Am 23.05.12 19:37, schrieb Arno Welzel:
> MacOS hat sich da komischerweise auch ohne komplette Änderung bei
> jeder Version gut gehalten
Nebenan in den Mac-Gruppen wird das aber gaaanz anders gesehen ...
Palo Alto tendiert z.B. dazu, Funktionen, die auch weiterentwickelt
werden, in jeder Version im GUI woanders zu verst^W platzieren.
Ich glaube, dass Linux und BSD/MacOS nach wie vor Nischenprodukte sind,
die eher von experienced usern verwendet werden 1), während Windoof das
Produkt für die Massen ist bzw. eben auch für's Büro die Standardware.
Das mit XP und dem Notebookmarkt, vor allem bei den Subnotebooks, sehe
ich auch so, da _lief_ Vista erstmal gar nicht :).
Ausserdem hat Apple, glaubt man der Jobs-Bio, von Anfang an das
entgegengesetzte Konzept von Windows verfolgt: Mac geschlossen, User
wird nicht gefragt, Windows dagegen war und ist (und bleibt?) offen und
für alle adaptierbar. Das hat ja Apple fast das Kreuz gebrochen. Ob
ihnen das mit den iDingens passiert ist oder ob's geplant war, darf
geraten werden. Mittlerweile machen sie zwei Drittel ihres Umsatzes mit
besagten iDingens, und in der Mac-Community machen sich ernsthafte
Sorgen breit, die Desktop-Rechner könnten demnächst auch aufgelassen
werden. Der X-Serve ist schon verschwunden.

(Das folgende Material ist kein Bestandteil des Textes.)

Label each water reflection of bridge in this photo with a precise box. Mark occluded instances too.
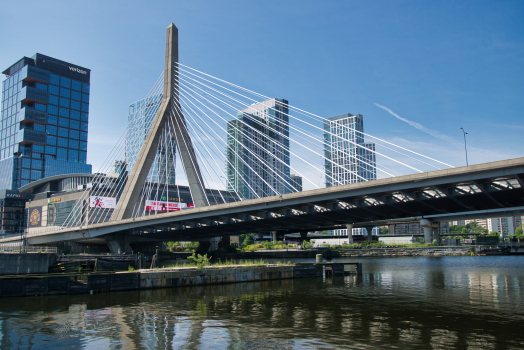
[0,264,523,349]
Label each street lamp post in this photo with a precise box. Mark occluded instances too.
[460,128,469,166]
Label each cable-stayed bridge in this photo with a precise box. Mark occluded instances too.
[3,24,524,252]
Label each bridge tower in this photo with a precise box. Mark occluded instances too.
[111,23,209,220]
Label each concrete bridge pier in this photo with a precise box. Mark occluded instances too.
[432,226,440,244]
[300,232,308,242]
[420,219,433,243]
[346,224,353,244]
[106,233,133,254]
[365,226,374,242]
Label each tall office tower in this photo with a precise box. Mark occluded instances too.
[324,113,377,187]
[126,94,176,185]
[226,98,295,199]
[486,216,522,236]
[0,53,92,190]
[324,113,378,235]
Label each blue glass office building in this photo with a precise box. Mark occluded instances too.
[0,53,92,190]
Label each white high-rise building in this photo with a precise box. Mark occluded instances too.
[324,113,379,235]
[487,216,522,236]
[226,98,290,199]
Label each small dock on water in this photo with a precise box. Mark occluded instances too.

Und iOS ist noch um einiges geschlossener. Und dessen Feind heisst
Android, und nicht Windows. Win8 japst da eher hinterher und will wieder
einmal alles: Backward compatible sein, gleichzeitig tablet-gerecht, und
die Idee, Software (nur mehr?) via Appstore zu verscherbeln, ist ja auch
recht attraktiv.
Wo das hingeht, kann nur wild spekuliert werden. Und meine Glaskugel ist
gerade beim Service ...
jm2cw
addio
1) Genau _das_ war ja der Grundstein vom Windows-Erfolg: Ein OS, das auf
jedem Schuhkarton zum Laufen gebracht werden konnte, und das immer
kompatibel blieb, sei es für Buchhaltungsprogramme, oder
Industriesteuerungen, blahfasel. Bei Apple gab es einfach keine backward
compatability. Punkt. Und was in 10.4. läuft, mus noch lange nicht in
10.6 laufen. Und in 10.7 schon überhaupt nicht mehr. OS9 - ja, das gab's
mal, glaube ich ... von OS7 ganz zu schweigen. (Obwohl das alles keine
fünfzehn Jahre her ist, also durchaus die Laufzeit einer kommerziell
eingesetzten Software.) Warum, glaubst Du, ist Mac im Officebereich
nirgendwo (ausser vielleicht in Werbeagenturen)? Und selbst in der
Werbeagentur läuft in der Buchhaltung und im Personalbüro ein Win-PC ...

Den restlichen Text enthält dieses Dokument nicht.